While we’re practicing social isolation, it probably frees up some time for reading. Here’s my recommended book list:
Loserthink by Scott Adams. Kindle, paperback, hardcover, audiobook. How do people keep themselves stuck by putting themselves into mental cages? How can you escape? And how can you make your life more entertaining by noticing the loserthink of others, even many so-called experts, turning them into unintentional comedians? This book tells all.
The coronavirus epidemic has created a bumper crop of loserthink, including my favorite, “Why worry? 80% of cases are mild!” (83.33% of Russian Roulette cases are mild.) Entertaining and eye-opening.
Antifragile by Naseem Nicholas Taleb. Kindle, paperback, hardcover, audiobook. Taleb is the world’s foremost practical philosopher, especially when it comes to things that you have to prepare for without being able to predict with any accuracy, like stock market downturns and epidemics.
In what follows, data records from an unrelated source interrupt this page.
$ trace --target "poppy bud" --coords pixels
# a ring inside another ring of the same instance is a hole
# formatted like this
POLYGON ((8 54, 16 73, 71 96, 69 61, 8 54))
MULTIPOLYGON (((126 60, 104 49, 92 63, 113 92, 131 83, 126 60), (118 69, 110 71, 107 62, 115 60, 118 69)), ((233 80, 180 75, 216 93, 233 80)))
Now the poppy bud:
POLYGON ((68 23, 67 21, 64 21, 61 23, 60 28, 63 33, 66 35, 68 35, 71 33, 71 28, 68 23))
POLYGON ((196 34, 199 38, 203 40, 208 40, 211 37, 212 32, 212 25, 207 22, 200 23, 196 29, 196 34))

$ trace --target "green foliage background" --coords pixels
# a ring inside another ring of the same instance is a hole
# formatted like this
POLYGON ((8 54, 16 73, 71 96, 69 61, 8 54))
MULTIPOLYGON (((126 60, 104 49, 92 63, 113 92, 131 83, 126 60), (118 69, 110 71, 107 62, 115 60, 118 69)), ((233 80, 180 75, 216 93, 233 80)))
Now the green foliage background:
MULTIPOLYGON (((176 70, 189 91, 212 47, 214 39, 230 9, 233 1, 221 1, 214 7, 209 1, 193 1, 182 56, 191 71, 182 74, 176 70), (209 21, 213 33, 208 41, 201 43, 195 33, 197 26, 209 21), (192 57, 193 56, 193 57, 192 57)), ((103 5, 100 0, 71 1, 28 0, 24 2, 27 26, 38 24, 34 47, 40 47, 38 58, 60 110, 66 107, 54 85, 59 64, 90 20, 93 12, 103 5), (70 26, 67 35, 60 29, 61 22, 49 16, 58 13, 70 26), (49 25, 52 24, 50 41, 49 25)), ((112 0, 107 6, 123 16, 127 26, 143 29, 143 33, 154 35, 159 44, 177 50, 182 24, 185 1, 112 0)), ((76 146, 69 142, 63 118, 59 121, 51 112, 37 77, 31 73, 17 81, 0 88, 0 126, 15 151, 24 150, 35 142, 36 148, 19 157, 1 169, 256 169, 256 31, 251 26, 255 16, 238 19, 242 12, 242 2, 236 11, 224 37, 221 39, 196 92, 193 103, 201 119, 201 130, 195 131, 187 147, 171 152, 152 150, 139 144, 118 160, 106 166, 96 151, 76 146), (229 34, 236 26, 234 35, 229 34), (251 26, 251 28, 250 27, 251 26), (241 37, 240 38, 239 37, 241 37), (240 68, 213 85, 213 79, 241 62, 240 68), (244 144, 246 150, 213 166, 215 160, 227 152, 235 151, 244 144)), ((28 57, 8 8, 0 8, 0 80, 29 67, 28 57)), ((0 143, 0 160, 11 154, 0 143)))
Taleb also has two very brief yet powerful papers about the Coronavirus, one published early on and one quite recent: Systemic Risk of Pandemic via Novel Pathogens – Coronavirus: A Note and Review of Ferguson et al “Impact of non-pharmaceutical interventions…”
Plagues and Peoples by William H. McNeill. Kindle, paperback, and hardcover. This is the book that taught me most of what I know about epidemics and their control, with lots of historical context.
I really need to sit down and read it again, because it’s been a while and it’s a great book…
Magic Shots by Allan Chase. Hardcover, out of print (buy it used). Before I first read this, I didn’t realize that most vaccinations were pretty much invented from scratch, using wildly different principles.
Like a lot of history-of-science books, it reads like a whodunit. Or, in this case, a series of whodunits.